Contraction of these myofibroblasts like smooth muscles results in mechanical defects. Stiffened joints, stenosis (narrowing) of ducts are the best examples for mechanical defects developed by fibrous inflammation.
2. Chronic serous inflammation:
Serous inflammation is the mildest form of reaction characterized by accumulation of clear fluid (without any cells) due to minimal increase in vascular permeability. Although it occurs in very mild inflammation, it may have grave consequences.
Serous inflammation is marked by the outpouring of a thin fluid that is derived from either the plasma or the secretions of mesothelial cells lining the peritoneal, pleural, and pericardial cavities depending on the size of injury.
For example, the skin blister resulting from a burn or viral infection represents a large accumulation of serous fluid, either within or immediately beneath the epidermis of the skin. Serous pericarditis, pleuritis, peritonitis; rheumatoid arthritis (serous fluid in joints) etc. are some more examples for serous inflammation.
3. Chronic suppurative inflammation:
It is a type of acute inflammation characterized by infiltration of neutrophils at the microscopic level and formation of puss at the gross level.
Abscess is a special type of suppurative inflammation marked by collection of dead neutrophils (pus formation) in the cavity formed by the tissue inflammatory cells and decaying tissues. The encapsulation is an attempt to keep the puss from infecting neighboring structures.

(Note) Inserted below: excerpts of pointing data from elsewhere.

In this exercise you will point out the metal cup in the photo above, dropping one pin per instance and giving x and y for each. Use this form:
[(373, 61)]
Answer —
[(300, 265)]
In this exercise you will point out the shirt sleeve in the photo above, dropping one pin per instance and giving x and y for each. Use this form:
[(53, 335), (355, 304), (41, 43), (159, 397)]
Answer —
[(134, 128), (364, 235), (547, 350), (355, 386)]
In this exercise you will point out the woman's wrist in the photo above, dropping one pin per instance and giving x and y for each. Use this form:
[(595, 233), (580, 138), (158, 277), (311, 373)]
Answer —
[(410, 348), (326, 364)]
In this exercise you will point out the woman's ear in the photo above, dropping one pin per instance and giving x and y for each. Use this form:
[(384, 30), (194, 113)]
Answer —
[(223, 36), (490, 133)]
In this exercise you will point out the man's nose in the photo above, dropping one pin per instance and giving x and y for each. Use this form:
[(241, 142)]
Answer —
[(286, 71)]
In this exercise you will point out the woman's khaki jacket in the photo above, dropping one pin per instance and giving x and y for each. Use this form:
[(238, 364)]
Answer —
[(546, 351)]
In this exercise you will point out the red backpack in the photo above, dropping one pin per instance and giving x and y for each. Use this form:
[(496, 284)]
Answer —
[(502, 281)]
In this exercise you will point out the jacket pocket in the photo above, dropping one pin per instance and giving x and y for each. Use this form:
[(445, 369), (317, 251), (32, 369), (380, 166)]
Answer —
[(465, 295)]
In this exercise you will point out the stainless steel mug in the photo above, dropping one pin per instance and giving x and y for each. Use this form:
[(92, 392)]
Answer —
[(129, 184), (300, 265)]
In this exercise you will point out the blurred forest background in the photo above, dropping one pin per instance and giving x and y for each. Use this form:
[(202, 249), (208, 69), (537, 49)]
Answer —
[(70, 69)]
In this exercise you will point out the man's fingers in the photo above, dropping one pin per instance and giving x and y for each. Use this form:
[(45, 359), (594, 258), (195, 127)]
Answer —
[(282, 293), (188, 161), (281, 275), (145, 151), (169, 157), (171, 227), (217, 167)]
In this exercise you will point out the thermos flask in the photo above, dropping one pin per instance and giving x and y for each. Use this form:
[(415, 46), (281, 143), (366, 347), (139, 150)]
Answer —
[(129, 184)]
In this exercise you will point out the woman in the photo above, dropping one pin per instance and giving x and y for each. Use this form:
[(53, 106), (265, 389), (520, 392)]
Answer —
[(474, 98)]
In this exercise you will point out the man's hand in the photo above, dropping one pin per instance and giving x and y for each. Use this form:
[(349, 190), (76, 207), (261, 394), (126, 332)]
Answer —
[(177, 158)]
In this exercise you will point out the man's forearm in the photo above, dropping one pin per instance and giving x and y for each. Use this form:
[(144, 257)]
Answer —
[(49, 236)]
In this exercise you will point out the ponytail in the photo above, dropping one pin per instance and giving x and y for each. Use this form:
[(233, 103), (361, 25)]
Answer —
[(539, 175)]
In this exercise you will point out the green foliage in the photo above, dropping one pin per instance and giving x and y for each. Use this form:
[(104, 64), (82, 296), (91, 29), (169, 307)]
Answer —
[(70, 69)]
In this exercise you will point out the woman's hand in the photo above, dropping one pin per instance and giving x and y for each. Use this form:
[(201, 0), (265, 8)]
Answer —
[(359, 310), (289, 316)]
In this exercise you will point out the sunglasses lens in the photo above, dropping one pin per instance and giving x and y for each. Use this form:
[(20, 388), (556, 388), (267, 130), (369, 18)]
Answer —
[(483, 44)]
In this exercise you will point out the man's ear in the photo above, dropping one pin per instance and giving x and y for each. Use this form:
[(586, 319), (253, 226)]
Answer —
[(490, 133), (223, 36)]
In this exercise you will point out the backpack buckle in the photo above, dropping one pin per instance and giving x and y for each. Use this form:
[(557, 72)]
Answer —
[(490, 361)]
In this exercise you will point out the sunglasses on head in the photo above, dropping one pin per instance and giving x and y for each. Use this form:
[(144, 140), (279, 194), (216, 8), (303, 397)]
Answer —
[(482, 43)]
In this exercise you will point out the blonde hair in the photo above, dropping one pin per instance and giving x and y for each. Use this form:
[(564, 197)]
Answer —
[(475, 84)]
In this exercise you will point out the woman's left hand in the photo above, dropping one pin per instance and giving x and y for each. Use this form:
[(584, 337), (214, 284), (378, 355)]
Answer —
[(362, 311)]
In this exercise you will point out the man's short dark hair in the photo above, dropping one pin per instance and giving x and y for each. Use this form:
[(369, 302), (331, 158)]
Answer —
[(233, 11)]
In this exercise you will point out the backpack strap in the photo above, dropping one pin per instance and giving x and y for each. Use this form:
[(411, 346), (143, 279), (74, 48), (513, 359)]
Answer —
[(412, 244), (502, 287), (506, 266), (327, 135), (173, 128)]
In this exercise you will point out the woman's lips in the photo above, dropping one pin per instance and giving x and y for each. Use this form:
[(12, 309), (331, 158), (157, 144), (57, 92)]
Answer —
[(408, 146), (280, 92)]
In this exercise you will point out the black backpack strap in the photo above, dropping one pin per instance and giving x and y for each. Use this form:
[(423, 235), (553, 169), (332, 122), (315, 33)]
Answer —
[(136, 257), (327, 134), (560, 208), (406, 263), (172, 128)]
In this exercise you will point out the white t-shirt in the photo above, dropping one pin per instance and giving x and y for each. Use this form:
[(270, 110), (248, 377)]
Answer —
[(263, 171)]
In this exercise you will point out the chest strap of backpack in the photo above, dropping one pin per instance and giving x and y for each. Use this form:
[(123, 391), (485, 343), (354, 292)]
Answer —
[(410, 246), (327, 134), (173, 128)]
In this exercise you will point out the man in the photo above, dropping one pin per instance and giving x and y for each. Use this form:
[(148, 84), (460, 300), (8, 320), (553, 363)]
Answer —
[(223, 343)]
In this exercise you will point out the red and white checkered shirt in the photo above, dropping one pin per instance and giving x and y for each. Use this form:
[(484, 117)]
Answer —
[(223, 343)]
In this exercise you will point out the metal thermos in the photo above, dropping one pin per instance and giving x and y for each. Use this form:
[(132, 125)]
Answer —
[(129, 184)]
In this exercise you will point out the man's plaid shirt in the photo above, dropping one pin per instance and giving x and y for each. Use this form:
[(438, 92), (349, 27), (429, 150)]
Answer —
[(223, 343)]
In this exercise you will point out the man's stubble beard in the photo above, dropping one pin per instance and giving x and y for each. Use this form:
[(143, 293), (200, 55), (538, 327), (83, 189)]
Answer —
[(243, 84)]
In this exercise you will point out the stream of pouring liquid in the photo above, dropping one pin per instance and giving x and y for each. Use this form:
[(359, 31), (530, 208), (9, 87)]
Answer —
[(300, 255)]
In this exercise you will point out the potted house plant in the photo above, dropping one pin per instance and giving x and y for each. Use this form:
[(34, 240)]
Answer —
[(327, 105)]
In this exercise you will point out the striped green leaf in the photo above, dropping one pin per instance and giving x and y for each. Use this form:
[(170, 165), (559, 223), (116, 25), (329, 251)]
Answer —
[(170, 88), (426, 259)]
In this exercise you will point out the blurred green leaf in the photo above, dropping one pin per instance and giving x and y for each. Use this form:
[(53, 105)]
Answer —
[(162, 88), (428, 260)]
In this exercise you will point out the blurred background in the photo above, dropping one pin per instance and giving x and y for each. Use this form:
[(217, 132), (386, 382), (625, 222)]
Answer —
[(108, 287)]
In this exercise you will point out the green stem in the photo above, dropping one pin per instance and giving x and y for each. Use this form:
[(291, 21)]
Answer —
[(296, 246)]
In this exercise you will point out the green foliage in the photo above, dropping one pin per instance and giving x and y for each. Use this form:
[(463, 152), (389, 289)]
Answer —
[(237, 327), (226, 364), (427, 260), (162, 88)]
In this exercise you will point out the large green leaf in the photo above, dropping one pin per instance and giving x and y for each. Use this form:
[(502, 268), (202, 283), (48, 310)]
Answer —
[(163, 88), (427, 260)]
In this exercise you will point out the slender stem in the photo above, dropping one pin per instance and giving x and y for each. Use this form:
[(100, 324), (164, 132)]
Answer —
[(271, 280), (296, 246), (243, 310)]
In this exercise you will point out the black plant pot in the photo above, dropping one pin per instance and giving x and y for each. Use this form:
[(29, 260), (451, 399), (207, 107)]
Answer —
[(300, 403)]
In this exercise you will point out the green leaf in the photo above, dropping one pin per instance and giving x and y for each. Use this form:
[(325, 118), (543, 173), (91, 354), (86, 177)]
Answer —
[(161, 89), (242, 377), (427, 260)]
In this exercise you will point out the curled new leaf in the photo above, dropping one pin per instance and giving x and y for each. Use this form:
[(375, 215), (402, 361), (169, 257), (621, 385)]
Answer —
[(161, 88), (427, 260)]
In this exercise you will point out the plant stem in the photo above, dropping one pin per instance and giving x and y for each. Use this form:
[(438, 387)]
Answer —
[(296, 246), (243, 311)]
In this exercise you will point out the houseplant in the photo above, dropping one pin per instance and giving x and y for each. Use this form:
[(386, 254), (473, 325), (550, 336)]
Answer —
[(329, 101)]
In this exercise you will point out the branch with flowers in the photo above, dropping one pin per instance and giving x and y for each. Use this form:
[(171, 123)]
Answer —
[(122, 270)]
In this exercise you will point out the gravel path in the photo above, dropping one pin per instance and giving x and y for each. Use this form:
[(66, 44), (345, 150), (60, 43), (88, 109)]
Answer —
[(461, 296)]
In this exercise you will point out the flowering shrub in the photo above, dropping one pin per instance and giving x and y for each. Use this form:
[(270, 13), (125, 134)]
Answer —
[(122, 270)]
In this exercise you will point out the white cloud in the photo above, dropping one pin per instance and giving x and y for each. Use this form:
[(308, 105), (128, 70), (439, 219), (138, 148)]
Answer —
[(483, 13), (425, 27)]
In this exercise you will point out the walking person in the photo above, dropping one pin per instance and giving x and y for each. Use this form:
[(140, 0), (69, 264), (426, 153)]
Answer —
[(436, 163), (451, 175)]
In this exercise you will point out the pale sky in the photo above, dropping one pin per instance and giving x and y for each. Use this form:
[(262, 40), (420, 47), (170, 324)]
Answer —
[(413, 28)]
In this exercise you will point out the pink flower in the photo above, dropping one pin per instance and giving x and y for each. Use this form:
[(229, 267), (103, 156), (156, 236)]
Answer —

Some abscesses are easily diagnosed clinically, as they are painful and may “come to a head” such that puss becomes visible, but deep and chronic abscesses may just look like a tumor clinically and require biopsy to distinguish them from neoplasm.
The infecting organisms responsible for the formation of abscesses vary. Staphylococcus bacteria are prevalent in skin abscesses, but a multitude of other organisms, including viruses, bacteria, fungi, amoebas and worms, can be involved as well, depending on the site of the abscess.
In some cases, the cause for abscess formation is unknown. If not treated properly an abscess, may progress to a life- threatening infection and death also, especially in people susceptible to infection, such as diabetics or people on steroid medication.
When an abscess enlarges it may develop in to “sinus” (abnormal passage leading from a suppurating cavity to the body surface) or fistula (an abnormal tunnel connecting two body cavities).
4. Chronic granulomatous inflammation:
With somewhat more vascular permeability, high molecular weight solutes also pass from the intravascular to the extravascular space. There are many different plasma proteins in the high molecular weight category, but the most conspicuous of these is fibrinogen.
Contact of coagulation factor XII (Hageman factor) with collagen activates the coagulation system and ultimately leads to proteolytic cleavage of soluble fibrinogen to form insoluble fibrin, which precipitates on every available surface, grossly the serosal surfaces become shaggy and rough.
The inflamed pericardium and pleurae emit friction rubs due to this. Microscopical study of inflamed pericardium suggests the presence of a shaggy coat of preciptated fibrin on the serosal surfaces.